The Arts

Spring Fashion Show

Fashion_Show16_9217

In the moments before the music begins, the nervous energy is palpable.

Nearly three dozen student models line up along a wall in a second-floor hallway inside Nancy Nicholas Hall. Some hold shoes in their hands, waiting until the last moment to step into gravity- defying heels while designers make final adjustments to their looks. Racks of clothes — with each outfit numbered and labeled to indicate its place in the lineup — fill a small room nearby.

For the last three decades, the annual spring fashion show has given fledgling designers in the School of Human Ecology’s Textiles and Fashion Design Program the chance to present their best work and point of view.

A clutch of students, dressed in black and wearing headsets, directs traffic and settles last-minute questions. The show’s performance lead, Sarah Winter ’16, instructs the models on how to walk, including where to stop and strike a pose (at the end of the runway and before exiting the stage). Just moments before showtime, Winter breaks into a confident smile and says into her microphone, “Anyone who can hear me, I love you; you’re all my people. We’re going to kill it.”

On the other side of the curtain, students have used lights and pulsating music to transform the mood of a large conference room.
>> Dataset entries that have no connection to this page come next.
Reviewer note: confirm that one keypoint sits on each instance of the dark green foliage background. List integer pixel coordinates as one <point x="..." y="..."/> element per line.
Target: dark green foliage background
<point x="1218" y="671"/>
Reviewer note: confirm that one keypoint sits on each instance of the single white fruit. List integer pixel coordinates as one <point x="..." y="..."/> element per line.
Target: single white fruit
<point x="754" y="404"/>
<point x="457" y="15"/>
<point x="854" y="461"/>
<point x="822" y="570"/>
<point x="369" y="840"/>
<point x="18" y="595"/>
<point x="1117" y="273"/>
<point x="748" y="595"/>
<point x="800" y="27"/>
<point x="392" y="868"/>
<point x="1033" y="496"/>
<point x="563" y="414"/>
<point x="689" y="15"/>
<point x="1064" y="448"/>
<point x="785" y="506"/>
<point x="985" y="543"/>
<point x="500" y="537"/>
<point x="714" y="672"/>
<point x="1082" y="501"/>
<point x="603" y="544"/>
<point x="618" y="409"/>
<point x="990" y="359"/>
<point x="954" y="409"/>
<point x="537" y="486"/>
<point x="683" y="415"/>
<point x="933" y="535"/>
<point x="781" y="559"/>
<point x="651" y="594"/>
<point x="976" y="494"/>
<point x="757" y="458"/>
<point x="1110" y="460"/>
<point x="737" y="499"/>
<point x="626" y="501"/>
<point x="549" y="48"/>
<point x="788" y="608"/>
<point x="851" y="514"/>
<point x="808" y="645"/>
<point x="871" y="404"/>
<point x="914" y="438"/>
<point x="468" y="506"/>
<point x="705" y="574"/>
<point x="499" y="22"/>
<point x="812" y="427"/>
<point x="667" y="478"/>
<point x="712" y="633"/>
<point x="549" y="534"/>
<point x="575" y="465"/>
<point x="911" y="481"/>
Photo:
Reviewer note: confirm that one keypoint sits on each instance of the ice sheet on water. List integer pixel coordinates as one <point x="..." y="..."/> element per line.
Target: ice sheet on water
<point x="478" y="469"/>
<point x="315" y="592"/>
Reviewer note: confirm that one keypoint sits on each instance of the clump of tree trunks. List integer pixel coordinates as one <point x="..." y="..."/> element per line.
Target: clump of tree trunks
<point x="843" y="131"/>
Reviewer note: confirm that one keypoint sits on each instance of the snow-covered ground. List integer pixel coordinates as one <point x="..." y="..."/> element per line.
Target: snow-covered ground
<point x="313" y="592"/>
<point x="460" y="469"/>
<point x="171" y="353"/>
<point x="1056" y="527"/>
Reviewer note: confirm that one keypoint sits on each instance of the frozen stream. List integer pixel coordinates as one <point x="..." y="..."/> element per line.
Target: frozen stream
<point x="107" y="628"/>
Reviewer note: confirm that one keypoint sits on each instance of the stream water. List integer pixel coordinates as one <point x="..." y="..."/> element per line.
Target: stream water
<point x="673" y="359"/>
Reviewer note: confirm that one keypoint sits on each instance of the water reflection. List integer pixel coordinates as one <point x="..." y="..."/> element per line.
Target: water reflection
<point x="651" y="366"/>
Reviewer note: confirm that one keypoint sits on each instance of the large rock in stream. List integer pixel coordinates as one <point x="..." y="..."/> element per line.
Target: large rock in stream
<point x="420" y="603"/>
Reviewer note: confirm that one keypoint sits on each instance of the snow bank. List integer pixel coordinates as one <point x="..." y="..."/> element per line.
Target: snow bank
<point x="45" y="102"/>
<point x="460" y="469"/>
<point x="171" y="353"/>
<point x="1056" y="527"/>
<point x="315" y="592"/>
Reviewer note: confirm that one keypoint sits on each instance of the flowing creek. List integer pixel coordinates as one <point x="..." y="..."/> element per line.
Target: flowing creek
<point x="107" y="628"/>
Hundreds of handmade paper flowers adorn the stage backdrop.

Cory Allen Linsmeyer MFA’15, a menswear designer who teaches in the program, compares the students’ journey to the “craziest roller-coaster ride at Six Flags” and notes that each collection represents long hours in the studio. He welcomes the proud parents and friends who sit alongside the runway, and he points out the room’s two exits “in case of a fashion explosion.”

The show begins. The models walk. Garments float. Vision becomes reality.